The girls laughed even louder.
“Oh, that’s right. You don’t have a mama. I forgot.”
“Leave me alone,” I cried.
“Sure, bitch. But stay out of my way.”
I hated Tracey and her friends. I hated Rachel for moving and leaving me alone. And I hated myself for not punching that bitch in the face as I wanted to.
When the French teacher paid me that compliment, it was as if she taped a bull’s-eye to my back. I was Tracey’s personal target.
“Did you decide what you’re going to wear on the first day?” Olivia asks Emma.
“I was going to wear the mini jean skirt and the pink tie-dyed shirt I bought last week but I
kind of like the new dress I got today.”
“Tough decision,” Olivia says. “You look great in both.”
“I can’t believe we’re starting high school,” Emma says.
“Me neither.”
“Do you think the older guys will be hot?”
Olivia rolls her eyes. “Totally.”
“Think they’ll look at us?”
“Maybe.

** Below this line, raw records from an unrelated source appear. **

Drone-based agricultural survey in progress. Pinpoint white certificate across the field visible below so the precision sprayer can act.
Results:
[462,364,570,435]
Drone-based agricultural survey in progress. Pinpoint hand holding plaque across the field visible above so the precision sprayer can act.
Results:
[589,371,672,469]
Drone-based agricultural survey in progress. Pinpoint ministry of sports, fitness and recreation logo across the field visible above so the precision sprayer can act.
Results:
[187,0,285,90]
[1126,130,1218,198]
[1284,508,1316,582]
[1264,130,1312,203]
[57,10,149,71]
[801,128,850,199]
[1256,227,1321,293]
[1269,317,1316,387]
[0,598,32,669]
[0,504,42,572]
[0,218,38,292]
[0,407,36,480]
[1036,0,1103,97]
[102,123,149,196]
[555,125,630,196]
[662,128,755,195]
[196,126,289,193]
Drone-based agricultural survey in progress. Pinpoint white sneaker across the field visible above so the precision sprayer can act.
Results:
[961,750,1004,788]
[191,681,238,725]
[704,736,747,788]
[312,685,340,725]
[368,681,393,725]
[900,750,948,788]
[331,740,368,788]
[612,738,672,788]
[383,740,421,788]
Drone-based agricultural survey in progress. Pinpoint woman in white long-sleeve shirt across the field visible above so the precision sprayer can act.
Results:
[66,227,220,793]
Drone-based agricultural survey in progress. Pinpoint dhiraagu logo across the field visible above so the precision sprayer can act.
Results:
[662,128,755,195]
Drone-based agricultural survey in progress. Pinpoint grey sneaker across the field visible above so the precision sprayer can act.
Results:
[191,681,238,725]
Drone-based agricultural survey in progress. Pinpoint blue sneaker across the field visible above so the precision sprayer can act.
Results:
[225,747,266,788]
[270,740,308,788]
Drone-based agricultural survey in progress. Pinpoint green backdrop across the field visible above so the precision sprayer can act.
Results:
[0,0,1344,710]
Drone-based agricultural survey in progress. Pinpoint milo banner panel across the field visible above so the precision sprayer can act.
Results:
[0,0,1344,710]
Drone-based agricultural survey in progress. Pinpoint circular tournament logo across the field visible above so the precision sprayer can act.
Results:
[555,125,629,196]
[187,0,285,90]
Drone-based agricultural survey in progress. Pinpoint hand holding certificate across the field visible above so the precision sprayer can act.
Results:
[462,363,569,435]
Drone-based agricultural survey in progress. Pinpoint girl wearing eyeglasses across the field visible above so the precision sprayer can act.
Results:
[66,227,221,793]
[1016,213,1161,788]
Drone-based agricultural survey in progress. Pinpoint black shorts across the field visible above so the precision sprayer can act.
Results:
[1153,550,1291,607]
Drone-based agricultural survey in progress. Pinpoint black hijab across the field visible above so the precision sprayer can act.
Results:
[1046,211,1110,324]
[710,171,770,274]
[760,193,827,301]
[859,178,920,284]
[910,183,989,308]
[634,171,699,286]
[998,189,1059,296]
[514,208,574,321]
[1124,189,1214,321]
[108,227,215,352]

But Mom and Dad said I can’t date anyone who’s older,” Olivia says.
“They have to be in our grade?” Emma asks.
“Yeah.”
“That’s so lame.”
“Tell me about it.”
“If an older guy does ask you out,” Emma says, “you could just lie and tell your parents he’s your age.”
Olivia doesn’t say anything. She’s never lied to her parents and she’s not sure she ever would.
I used to tell Grandma little white lies all the time, mostly because I didn’t want to make her feel bad or hurt her feelings. Like I’d tell her I was happy when I wasn’t. That sort of thing.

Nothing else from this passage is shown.